What Jehan actually saw that day was a steady hand matched by a steadfast nature; I was accurate and I was neat, the two essential qualities of the scribe. It would be ten more years before he saw evidence of my hand again, when his usual copier had left the city to travel to Bourges and he needed help with the transcription of a new mass.
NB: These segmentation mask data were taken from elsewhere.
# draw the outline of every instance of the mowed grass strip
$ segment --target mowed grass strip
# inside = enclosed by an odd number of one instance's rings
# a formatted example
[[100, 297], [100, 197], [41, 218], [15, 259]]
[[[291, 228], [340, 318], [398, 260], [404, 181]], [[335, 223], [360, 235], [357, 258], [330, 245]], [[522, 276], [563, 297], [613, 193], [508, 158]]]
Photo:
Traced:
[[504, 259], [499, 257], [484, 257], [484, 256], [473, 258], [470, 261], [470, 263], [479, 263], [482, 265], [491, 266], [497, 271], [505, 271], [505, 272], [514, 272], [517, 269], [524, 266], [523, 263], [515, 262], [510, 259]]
It is to Jehan Ockeghem, then, that I owe my early career as a scribe, a skill which, though he was happy to encourage, he viewed as only a stepping-stone to greater things. I should not, he insisted gently on several occasions, become an artisan when I had a brain and wit better suited to high office. Thus it was as a scribe that I began my working life and, with him as my patron, I was introduced to men of high office in the city of Tours for whom I would perform simple tasks such as drafting documents and even personal correspondence.  

 

I have wandered from the path again:
Ostende mihi Domine viam tuam et deduc me in semita recta

[Set me, O Lord, a law in thy way, and guide me in the right path]. 

 

This is about Jehan Ockeghem, as I must constantly remind myself. I am old now, the assured stroke of the quill that characterised my youth now subject to illness and an infirmity of age whereby my hand shakes and my fingers seize up, particularly in the cold, damp days of winter; sometimes it hurts to write at all and instead I am forced to turn my mind to contemplation. That is no bad thing for composition of any kind, as Jehan taught me. The process is one from thinking to writing, from designing in the mind to crafting on the page. Indeed that is my aim here: to set down the events as I witnessed them, to bring to my thoughts and to incidents the clarity of reflection, thence to refine them in the act of writing. And that, of course, is the same process as the one I developed through transcribing Jehan's compositions.